車で迎えに来てくれた大ちゃんは、仕事疲れなんて微塵も感じさせないくらいに爽やかだった。

「どこか行く?」

「うん、静かなところがいい」

「夜景とか?」

「どこか知ってる?」

「うーん、じゃあとりあえず空港にでも行ってみましょうか」

そう言って、大ちゃんは車を走らせた。
夜はずいぶんと更けている。明日も仕事なのに大ちゃんを呼び出してしまって申し訳ないなという気持ちと、会えて嬉しい気持ちが交錯する。

「わがまま言ってごめんね」

「こんなのわがままなうちに入ります?」

「でも仕事で疲れてるのに」

「会いたいって言われたから、疲れは吹き飛びました」

「どうして?」

「俺も会いたかったから」

こちらをチラッと見て微笑んでくれる。車内は暗いのに、大ちゃんのかっこよさを認識して胸がキュンとなった。大ちゃんの顔を見ただけで気持ちが弾むって、私ったら単純すぎやしないだろうか。

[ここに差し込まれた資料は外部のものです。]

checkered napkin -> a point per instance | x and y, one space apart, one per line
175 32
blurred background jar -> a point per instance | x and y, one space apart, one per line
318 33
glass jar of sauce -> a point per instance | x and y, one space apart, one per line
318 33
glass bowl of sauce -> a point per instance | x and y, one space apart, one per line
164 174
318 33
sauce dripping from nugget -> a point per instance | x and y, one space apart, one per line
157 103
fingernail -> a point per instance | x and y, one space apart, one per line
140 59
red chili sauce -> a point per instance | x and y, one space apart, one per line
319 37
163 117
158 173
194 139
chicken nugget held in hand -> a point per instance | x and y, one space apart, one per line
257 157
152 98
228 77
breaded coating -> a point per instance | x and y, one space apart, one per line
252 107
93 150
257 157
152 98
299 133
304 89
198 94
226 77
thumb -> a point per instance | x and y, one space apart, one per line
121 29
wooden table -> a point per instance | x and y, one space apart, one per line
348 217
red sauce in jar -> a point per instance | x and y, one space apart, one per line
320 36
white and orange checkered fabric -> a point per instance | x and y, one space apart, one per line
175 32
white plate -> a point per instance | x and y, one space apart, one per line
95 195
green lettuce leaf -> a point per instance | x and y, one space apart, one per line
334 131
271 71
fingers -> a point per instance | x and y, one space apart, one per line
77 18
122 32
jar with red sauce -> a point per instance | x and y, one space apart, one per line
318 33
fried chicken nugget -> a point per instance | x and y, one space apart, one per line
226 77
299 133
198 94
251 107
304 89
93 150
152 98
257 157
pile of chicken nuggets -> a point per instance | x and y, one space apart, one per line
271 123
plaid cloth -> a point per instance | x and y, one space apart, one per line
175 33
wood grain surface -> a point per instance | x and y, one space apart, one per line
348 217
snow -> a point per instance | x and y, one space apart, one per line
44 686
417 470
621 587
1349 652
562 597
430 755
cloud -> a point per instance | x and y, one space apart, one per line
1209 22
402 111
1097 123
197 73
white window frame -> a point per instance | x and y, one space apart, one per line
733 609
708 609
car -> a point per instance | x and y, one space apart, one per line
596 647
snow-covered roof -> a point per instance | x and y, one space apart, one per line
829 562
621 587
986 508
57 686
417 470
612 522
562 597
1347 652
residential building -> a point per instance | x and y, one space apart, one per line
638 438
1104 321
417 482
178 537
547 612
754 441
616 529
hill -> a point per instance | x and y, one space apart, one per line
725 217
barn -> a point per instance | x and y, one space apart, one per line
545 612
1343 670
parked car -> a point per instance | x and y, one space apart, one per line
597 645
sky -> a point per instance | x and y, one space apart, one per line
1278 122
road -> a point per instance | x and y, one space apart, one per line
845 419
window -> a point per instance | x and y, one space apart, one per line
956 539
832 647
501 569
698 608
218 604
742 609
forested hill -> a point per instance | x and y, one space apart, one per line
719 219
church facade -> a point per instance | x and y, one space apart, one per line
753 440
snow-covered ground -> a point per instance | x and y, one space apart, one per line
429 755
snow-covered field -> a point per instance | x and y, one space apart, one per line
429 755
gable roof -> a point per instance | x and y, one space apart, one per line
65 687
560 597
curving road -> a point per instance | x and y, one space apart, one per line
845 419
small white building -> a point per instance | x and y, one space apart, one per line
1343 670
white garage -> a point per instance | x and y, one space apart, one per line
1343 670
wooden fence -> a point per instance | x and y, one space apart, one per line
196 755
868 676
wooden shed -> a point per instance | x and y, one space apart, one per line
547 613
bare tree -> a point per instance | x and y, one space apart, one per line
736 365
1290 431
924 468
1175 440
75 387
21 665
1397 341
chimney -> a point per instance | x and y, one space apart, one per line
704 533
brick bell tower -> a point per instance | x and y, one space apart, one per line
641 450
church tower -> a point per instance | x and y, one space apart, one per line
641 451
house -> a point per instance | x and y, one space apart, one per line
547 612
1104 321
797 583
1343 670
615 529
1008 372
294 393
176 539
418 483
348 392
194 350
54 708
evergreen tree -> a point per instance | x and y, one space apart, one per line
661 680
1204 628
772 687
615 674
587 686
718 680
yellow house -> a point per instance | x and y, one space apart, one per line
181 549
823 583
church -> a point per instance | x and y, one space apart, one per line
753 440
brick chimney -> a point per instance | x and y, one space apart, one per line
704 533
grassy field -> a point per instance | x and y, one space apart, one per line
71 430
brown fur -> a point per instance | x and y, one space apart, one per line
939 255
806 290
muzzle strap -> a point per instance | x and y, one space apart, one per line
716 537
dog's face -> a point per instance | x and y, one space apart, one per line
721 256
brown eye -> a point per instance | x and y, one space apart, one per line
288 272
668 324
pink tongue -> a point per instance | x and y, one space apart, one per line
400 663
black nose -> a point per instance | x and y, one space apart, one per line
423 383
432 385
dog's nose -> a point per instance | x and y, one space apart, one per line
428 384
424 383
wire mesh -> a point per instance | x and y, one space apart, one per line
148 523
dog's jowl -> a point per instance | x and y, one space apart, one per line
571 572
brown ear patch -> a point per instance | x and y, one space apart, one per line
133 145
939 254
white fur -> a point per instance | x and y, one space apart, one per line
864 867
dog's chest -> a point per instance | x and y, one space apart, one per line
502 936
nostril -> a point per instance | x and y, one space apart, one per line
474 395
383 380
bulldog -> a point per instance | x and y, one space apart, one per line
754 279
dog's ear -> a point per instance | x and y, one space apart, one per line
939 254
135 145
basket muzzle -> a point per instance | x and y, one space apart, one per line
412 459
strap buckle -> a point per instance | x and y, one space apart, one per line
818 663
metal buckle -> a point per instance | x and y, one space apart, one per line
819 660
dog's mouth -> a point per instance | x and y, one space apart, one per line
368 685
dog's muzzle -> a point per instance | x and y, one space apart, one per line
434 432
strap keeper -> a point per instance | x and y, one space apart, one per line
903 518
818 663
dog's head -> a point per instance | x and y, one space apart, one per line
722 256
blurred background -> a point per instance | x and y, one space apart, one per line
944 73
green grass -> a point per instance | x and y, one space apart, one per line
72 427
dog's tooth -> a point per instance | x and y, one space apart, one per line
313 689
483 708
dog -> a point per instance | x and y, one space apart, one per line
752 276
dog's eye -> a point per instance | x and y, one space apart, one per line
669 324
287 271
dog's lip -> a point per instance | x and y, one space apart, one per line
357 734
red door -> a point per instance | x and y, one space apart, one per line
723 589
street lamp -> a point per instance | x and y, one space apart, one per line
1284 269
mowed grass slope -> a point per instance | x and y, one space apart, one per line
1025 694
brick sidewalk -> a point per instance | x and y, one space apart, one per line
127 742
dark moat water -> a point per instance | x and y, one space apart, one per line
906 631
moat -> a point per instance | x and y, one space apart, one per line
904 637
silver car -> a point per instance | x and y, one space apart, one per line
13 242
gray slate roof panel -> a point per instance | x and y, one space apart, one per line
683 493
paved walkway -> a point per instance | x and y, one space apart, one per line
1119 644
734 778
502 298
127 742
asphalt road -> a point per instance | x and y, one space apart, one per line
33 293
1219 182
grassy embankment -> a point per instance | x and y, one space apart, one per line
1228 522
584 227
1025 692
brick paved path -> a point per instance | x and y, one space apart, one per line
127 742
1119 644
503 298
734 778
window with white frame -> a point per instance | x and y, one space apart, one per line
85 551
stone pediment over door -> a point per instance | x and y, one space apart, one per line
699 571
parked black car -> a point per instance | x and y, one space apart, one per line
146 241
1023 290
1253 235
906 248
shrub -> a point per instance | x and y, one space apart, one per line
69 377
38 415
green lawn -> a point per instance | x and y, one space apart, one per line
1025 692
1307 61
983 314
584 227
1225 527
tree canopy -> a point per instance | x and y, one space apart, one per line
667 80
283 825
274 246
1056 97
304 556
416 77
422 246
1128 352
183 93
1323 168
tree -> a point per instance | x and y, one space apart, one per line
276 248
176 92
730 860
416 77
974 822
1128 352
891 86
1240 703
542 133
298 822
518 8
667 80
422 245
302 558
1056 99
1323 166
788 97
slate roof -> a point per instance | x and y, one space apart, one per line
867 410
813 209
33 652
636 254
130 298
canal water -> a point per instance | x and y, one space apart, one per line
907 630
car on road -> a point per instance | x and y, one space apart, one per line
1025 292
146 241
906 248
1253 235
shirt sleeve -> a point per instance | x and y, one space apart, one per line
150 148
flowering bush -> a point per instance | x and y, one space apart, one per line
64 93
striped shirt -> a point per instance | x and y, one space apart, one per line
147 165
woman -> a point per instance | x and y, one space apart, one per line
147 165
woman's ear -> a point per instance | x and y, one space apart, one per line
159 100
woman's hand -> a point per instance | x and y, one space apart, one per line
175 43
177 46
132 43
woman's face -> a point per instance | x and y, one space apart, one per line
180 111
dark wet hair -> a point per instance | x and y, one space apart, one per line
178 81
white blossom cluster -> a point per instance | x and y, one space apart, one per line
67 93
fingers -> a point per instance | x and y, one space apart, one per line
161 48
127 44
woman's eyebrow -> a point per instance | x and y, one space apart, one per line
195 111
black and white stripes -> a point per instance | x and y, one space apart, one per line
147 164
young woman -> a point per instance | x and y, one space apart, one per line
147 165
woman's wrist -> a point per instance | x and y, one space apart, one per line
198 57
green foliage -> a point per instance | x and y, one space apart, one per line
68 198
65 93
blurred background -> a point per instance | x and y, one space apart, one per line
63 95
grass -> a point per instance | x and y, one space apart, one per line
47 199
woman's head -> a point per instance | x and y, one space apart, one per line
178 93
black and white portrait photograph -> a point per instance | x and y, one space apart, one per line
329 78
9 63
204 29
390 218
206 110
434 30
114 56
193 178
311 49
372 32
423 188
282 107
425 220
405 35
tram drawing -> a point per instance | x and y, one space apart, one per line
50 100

「でも、何かあったんですか? ちょっと元気ない気がする」

「うーん、ちょっとあって……」

「俺には言えないこと?」

「……言ったら嫌われちゃうかも」

「何をやらかしたんですか」

「なんでやらかしになるのよーう」

「だってさーちゃん、意外と世間知らずでしょう?」

「大ちゃんったら、ひどい」

「あはは、冗談ですって」

深くは聞かず、笑い飛ばしてくれる。そんな気遣いが優しくて胸をぎゅっと締めつける。

不思議。

大ちゃんと同じ空間にいるってだけで、ずっとモヤモヤしていた気持ちが少しずつ薄れてくる。

大ちゃんを瞳に映して、大ちゃんの生の声を耳に響かせて、まるで経口補水液を飲んだみたいに体に染み渡っていく感じ。足りなかった栄養素が補充されていくみたい。

数時間前に実花さんとあんなことがあったなんて、嘘みたい。
ああ、このまま大ちゃんに溺れたい。